Optimization terminated successfully.
         Current function value: 0.589436
         Iterations 6


0,1,2,3
Dep. Variable:,Sold,No. Observations:,300.0
Model:,Logit,Df Residuals:,294.0
Method:,MLE,Df Model:,5.0
Date:,"Tue, 25 Jul 2023",Pseudo R-squ.:,0.1442
Time:,16:59:14,Log-Likelihood:,-176.83
converged:,True,LL-Null:,-206.64
Covariance Type:,nonrobust,LLR p-value:,1.464e-11

0,1,2,3,4,5,6
,coef,std err,z,P>|z|,[0.025,0.975]
const,-8.8004,3.024,-2.910,0.004,-14.728,-2.873
Price,-0.2689,0.047,-5.707,0.000,-0.361,-0.177
Num_rooms,1.4528,0.472,3.076,0.002,0.527,2.378
Poor_prop,-0.1569,0.034,-4.549,0.000,-0.224,-0.089
Teachers,0.2728,0.067,4.044,0.000,0.141,0.405
N_hos_beds,0.2069,0.082,2.520,0.012,0.046,0.368


In [26]:
cm_df = pd.DataFrame(results_log.pred_table())
cm_df.columns= ['Predicted 0','Predicted 1']
cm_df = cm_df.rename(index = {0:'Actual 0' ,  1:'Actual 1'})
cm_df

Unnamed: 0,Predicted 0,Predicted 1
Actual 0,117.0,47.0
Actual 1,51.0,85.0


The accuracy of the model from the confusion matrix comes out to 67.33%, which is still worse than Tina's original model which did not exclude anything from the original dataset.

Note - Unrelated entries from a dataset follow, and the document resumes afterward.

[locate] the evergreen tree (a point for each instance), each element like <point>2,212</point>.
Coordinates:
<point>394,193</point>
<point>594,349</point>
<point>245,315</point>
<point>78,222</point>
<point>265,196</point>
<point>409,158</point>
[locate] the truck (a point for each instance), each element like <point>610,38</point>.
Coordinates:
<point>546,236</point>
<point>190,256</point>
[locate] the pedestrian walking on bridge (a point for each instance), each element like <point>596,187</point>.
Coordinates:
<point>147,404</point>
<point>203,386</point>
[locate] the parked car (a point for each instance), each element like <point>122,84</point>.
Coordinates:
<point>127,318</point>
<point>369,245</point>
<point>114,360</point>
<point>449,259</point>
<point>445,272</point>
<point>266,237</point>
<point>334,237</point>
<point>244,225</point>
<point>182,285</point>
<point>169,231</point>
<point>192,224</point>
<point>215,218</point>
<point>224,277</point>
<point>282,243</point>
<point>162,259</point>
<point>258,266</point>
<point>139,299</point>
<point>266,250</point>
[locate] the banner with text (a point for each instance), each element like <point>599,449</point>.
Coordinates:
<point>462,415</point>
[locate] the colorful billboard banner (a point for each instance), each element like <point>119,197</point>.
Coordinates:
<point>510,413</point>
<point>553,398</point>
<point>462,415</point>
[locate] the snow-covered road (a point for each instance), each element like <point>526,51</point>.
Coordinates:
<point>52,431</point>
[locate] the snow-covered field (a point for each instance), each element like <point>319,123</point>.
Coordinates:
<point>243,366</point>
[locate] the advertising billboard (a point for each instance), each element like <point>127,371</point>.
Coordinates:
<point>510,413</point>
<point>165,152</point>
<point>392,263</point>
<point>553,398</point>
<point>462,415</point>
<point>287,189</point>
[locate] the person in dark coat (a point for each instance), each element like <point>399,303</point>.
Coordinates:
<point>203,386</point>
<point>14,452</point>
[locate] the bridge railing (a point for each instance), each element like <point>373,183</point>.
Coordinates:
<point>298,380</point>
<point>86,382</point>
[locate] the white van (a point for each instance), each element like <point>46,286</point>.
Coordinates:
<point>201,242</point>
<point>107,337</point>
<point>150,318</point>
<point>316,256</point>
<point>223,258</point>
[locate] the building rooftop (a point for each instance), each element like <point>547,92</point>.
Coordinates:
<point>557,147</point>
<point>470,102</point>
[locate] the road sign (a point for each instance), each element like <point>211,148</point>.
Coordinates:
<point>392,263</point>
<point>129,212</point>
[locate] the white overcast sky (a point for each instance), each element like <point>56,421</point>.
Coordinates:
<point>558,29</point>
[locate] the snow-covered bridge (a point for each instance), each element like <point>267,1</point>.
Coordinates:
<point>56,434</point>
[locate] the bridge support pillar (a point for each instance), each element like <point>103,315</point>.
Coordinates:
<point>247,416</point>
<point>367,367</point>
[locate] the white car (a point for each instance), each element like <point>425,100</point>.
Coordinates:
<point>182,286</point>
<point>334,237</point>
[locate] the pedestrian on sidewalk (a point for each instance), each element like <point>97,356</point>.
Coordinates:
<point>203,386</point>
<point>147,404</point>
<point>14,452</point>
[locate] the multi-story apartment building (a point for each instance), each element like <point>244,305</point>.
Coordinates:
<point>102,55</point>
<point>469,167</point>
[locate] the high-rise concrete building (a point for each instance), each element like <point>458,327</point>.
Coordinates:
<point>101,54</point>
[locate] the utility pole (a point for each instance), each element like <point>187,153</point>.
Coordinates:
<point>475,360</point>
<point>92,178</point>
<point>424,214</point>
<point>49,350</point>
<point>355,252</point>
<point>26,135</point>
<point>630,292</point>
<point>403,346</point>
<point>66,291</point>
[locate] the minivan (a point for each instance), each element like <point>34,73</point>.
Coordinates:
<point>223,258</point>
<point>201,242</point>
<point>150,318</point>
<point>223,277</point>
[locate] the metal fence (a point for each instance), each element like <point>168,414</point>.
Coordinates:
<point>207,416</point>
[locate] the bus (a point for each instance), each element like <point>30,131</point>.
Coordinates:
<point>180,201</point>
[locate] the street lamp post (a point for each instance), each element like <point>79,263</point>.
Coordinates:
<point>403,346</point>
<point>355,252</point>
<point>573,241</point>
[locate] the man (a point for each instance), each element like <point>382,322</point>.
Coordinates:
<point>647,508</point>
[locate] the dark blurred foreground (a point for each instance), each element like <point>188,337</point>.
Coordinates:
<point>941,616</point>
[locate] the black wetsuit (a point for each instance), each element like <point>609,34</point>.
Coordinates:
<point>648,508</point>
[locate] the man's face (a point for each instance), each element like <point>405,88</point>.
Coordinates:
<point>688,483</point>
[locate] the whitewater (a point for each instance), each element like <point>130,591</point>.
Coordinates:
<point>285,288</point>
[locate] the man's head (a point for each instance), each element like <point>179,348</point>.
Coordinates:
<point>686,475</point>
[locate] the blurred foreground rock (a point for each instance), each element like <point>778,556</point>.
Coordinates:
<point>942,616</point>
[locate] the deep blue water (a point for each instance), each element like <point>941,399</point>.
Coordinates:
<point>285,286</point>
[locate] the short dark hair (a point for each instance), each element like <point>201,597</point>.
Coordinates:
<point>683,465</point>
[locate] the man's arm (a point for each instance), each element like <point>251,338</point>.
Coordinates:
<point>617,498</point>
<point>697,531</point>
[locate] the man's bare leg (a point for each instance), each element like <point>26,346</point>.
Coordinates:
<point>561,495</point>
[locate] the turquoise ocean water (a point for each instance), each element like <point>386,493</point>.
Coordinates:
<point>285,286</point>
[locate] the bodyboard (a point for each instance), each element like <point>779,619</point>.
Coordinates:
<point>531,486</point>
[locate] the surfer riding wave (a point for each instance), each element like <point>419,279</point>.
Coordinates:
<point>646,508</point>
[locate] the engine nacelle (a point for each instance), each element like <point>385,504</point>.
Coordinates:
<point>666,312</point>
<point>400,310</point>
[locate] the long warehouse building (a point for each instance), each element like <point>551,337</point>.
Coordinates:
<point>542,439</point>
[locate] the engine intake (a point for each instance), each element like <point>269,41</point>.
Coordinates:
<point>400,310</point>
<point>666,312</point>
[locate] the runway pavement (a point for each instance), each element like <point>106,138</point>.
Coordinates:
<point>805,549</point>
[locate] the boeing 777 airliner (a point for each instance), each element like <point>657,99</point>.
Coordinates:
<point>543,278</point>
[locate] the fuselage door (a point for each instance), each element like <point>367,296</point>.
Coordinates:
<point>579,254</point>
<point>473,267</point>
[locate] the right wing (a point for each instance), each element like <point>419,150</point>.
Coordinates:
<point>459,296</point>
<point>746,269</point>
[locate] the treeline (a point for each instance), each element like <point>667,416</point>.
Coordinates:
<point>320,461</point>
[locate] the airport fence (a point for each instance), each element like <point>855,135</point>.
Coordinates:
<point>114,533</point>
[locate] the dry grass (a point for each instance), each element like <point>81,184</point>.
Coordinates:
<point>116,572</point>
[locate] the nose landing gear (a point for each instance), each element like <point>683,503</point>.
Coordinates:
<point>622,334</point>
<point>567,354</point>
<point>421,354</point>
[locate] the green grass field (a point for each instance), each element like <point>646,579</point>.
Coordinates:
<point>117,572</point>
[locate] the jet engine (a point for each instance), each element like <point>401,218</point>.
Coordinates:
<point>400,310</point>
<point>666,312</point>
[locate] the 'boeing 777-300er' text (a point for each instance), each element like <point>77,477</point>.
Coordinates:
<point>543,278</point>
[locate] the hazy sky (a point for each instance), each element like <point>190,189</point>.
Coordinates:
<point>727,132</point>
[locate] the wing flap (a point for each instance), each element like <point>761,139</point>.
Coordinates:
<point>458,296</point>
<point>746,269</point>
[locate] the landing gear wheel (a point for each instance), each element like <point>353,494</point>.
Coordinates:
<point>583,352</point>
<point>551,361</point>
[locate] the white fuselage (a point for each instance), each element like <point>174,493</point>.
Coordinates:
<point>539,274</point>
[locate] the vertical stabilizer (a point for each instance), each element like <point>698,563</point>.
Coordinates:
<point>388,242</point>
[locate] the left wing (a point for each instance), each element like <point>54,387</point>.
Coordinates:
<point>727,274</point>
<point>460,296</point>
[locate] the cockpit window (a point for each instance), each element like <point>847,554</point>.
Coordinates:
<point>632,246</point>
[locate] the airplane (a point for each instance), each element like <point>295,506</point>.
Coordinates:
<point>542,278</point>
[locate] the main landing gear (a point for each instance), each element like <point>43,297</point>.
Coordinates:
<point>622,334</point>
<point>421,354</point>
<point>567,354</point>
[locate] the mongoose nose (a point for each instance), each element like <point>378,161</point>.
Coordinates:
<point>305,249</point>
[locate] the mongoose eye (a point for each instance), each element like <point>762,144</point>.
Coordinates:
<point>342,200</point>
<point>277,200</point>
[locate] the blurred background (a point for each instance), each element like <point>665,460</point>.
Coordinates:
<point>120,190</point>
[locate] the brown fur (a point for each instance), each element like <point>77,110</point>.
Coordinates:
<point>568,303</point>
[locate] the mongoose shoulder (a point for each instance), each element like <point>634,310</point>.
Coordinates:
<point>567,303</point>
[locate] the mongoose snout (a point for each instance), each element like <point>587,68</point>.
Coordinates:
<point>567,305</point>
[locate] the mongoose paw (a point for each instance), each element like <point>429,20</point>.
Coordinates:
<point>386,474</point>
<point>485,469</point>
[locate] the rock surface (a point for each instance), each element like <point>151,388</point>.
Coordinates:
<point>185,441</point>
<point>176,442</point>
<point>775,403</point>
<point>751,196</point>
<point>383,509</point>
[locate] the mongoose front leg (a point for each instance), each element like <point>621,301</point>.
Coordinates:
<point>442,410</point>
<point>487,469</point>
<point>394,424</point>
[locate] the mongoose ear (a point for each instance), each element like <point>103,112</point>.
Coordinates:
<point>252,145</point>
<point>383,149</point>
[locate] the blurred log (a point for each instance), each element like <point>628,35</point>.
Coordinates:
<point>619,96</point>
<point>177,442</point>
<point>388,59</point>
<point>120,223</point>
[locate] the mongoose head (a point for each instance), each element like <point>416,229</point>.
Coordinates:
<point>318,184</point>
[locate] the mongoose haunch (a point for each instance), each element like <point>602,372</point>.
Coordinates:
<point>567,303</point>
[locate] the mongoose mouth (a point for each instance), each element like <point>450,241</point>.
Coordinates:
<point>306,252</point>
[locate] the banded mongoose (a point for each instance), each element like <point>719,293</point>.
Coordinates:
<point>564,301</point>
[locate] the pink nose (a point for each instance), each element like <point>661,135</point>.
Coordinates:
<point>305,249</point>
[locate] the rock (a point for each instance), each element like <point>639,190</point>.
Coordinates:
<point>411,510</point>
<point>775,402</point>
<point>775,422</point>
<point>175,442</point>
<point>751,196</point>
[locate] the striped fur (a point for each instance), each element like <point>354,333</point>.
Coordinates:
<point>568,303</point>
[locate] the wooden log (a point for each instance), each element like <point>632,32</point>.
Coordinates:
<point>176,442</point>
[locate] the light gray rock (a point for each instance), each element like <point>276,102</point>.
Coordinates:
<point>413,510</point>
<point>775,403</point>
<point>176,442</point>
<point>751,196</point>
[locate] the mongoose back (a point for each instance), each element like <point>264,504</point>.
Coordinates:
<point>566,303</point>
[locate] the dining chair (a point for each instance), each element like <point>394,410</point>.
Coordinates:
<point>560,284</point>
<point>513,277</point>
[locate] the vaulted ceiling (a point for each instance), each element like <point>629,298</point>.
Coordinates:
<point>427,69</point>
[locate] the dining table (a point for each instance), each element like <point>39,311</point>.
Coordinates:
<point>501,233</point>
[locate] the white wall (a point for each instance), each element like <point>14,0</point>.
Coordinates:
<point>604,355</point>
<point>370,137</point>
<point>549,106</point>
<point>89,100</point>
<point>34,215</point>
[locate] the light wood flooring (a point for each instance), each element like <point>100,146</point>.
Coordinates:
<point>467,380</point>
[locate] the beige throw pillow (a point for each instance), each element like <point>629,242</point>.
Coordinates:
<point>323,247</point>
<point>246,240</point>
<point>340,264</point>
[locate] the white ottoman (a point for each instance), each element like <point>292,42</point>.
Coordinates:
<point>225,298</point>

Other methods could involve the following to make the model better:

1. **Regularization:** Regularization is a technique that penalizes the model for having large coefficients. This can help to reduce overfitting and improve the model's predictive performance. There are two main types of regularization: L1 regularization and L2 regularization. L1 regularization penalizes the absolute values of the coefficients, while L2 regularization penalizes the squared values of the coefficients.
2. **Cross-validation:** Cross-validation is a technique for evaluating the performance of a model on unseen data. This is done by splitting the data into a training set and a test set. The model is trained on the training set and then tested on the test set. This helps to ensure that the model is not overfitting the training data.
3. **Hyperparameter tuning:** The hyperparameters of a logistic regression model are the parameters that control the way the model is fit. These parameters can be tuned to improve the model's performance. Some of the most important hyperparameters to tune include the learning rate, the number of iterations, and the regularization strength.